The 220 square km sanctuary had lost 85 square km to encroachment before 2007. According to the state forest department, there are at least 12,000 illegal settlers within the sanctuary. But not a single encroacher has been able to enter the protected area since.
“In the last four years, there has been no further encroachment as we have tightened our control. But there are threats and we have to be vigilant,” Vashishth said.
A forest official said frequent patrolling had put fear in the minds of encroachers. “Whenever encroachers hear the sound of a patrolling vehicle, they run away. There is a psychological fear amongst them which has been created. There is no other way.”
Naren Daimary, a forest guard, said he and his colleagues had risked their lives to save the sanctuary from encroachers.
“If Sonai Rupai falls, the pressure is on nearby Nameri National Park,” he added.
But can the land lost to encroachers be reclaimed ever. “Certainly, if the government acts tough by evicting the encroachers,” Daimary said.
Sources said this would be a tough proposition as the encroachers were a major vote bank.
Daimary also said a massive plantation programme was the need of the hour. The sanctuary had lost 35 per cent of its forest cover between 2001 and 2005, the worst affected being the central areas of Batasipur and Golai.
But things have started looking up.
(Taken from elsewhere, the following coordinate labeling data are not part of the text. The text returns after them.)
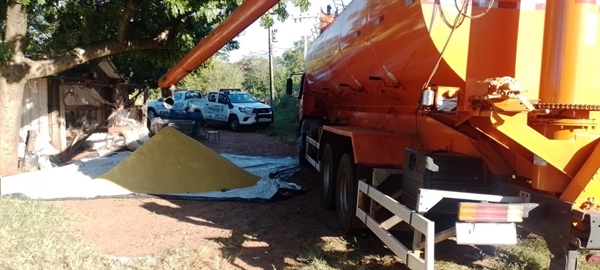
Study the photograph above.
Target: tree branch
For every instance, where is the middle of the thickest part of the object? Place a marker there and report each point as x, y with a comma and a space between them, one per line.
123, 29
174, 26
16, 29
80, 55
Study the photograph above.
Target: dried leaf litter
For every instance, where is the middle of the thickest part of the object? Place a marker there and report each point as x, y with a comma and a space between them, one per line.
172, 162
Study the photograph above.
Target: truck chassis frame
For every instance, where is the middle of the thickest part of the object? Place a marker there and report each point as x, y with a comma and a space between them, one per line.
561, 241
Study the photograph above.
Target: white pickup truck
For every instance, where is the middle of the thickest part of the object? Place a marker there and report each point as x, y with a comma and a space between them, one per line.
232, 107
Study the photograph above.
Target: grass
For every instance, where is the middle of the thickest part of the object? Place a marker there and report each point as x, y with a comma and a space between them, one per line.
35, 235
530, 253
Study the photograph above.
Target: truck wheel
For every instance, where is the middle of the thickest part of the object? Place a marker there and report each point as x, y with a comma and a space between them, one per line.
331, 156
593, 258
346, 194
151, 113
234, 123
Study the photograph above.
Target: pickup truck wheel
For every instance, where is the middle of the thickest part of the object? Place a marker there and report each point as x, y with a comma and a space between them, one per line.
234, 123
346, 194
328, 169
151, 113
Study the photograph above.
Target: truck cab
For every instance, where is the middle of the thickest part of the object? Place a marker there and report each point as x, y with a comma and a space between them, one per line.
184, 101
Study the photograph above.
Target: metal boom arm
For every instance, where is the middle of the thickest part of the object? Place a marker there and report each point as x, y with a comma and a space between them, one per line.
247, 13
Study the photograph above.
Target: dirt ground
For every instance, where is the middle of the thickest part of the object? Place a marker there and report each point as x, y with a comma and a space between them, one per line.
250, 235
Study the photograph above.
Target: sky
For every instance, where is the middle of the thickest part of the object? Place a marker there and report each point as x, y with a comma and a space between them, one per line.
254, 40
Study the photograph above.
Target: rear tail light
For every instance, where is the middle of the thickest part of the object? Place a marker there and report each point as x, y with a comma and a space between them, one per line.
490, 212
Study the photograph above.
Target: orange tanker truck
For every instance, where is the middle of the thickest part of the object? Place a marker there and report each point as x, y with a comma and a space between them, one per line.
451, 118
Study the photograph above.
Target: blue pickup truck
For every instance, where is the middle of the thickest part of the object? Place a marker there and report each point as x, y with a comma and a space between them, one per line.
230, 107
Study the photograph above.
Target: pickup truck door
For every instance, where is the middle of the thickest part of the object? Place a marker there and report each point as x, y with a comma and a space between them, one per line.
164, 112
212, 107
223, 107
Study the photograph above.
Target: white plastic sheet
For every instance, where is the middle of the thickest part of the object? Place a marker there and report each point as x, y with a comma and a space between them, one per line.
76, 181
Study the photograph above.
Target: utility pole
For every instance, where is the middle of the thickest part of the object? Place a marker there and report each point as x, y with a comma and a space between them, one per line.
306, 17
271, 75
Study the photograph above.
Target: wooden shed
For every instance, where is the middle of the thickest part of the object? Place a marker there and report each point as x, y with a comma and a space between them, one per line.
67, 107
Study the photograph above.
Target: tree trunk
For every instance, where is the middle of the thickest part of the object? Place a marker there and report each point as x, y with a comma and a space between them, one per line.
11, 102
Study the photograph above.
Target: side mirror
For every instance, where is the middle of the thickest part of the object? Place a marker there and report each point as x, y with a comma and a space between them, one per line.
168, 103
289, 87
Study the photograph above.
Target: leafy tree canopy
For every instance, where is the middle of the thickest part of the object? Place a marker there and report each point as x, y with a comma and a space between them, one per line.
170, 27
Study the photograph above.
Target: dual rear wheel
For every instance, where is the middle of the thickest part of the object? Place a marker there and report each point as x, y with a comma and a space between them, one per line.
338, 185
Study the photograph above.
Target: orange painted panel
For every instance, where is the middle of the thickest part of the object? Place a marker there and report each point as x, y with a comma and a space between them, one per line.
375, 147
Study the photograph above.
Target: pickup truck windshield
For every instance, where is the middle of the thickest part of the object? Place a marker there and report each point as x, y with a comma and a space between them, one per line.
193, 94
242, 98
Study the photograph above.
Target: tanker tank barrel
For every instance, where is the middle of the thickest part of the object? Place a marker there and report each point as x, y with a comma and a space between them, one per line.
247, 13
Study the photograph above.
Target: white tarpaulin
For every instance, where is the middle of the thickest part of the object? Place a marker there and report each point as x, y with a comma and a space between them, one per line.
76, 181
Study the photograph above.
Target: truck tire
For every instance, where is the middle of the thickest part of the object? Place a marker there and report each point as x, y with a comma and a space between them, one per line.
234, 123
346, 194
328, 170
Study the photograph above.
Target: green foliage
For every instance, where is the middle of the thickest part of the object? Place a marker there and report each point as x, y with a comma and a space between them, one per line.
217, 74
56, 27
256, 76
280, 11
286, 115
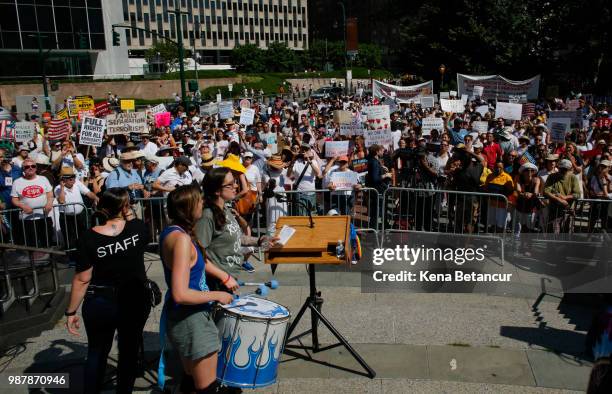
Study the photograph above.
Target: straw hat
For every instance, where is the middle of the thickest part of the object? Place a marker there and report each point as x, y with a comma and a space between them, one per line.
110, 163
233, 163
276, 162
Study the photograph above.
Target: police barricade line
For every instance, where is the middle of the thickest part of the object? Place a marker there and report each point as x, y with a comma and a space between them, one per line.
445, 212
361, 204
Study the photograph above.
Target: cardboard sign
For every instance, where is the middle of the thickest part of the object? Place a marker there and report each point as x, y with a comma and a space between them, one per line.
125, 123
480, 127
430, 124
92, 131
510, 111
336, 148
247, 115
378, 117
24, 131
344, 180
159, 108
557, 132
128, 105
343, 117
456, 106
162, 119
378, 137
226, 110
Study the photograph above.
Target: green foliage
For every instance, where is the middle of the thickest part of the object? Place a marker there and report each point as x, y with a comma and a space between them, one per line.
248, 58
168, 53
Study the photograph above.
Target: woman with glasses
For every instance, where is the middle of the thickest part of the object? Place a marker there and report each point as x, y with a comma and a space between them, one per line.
110, 280
218, 230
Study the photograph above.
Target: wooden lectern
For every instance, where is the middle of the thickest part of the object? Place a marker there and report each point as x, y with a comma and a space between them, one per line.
313, 246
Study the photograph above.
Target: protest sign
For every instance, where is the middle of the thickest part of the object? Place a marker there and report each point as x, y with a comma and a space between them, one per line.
336, 148
401, 94
480, 126
498, 87
427, 102
343, 117
344, 180
92, 131
557, 132
125, 123
378, 117
159, 108
452, 106
379, 137
508, 110
101, 109
247, 115
24, 131
226, 110
128, 105
482, 110
209, 109
431, 124
162, 119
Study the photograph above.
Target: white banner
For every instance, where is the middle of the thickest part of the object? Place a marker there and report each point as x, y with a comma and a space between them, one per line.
498, 87
508, 110
480, 126
159, 108
336, 148
378, 117
126, 123
378, 137
226, 110
24, 131
247, 115
92, 131
452, 106
401, 93
432, 123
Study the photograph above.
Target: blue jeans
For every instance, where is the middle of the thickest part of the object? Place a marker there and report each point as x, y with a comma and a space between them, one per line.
103, 315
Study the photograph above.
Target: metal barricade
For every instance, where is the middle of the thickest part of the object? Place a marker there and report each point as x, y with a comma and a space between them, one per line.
361, 204
445, 212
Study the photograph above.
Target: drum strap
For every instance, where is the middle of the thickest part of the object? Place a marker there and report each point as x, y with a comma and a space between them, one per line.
161, 376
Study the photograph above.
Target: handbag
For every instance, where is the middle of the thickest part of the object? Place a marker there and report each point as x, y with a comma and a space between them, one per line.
246, 205
153, 292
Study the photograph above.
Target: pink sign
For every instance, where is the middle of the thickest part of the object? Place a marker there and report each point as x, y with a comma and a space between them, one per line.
162, 119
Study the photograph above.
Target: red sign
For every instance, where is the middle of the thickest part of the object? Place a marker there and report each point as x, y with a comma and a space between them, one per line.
101, 109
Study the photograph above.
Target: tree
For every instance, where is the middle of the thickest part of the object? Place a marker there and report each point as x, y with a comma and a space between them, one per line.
279, 58
168, 54
248, 58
Vashishth said there had been no movement of boulders or timber logs on the 15km road from Kamengbari, on the foothills of Arunachal Pradesh, to Kalamati range in the sanctuary since 2007. “The movement of boulders and others disturbs a sanctuary,” he said.
Two-thirds of the 35 pygmy hogs that were released in the Gelgeli grasslands of the sanctuary between 2008 and 2010 have also survived.
Revamped infrastructure has ensured that at least 20 to 25 per cent of the forest guards can now stay with their families at Kalamati range, Vashishth said. “Infrastructure has been done up nicely and houses have been given a fresh coat of paint,” he added.
The guns have also stopped booming at the army’s short firing range located inside the sanctuary following protests and an order from the ministry of environment and forests. The order asks the army not use the firing range till it has obtained all the statutory clearances for using the sanctuary land for firing.
However, it was not easy to take the tough decisions as pressures from various quarters were high.
Conservation organisations like the WWF, which runs a North Bank Landscape Programme, speak highly of the forest officer. “He has done a tremendous job. The question is what will happen after he goes away,” a senior WWF official said.
This question has been on every mind concerned about the future of the sanctuary that was created in 1998 and handed over to the wildlife division in 2006.
In the meantime, a new signboard — Paradise for Wildlife — is ready to adorn Sonai Rupai. And why not? The sanctuary is already on its way to regain its wildlife paradise.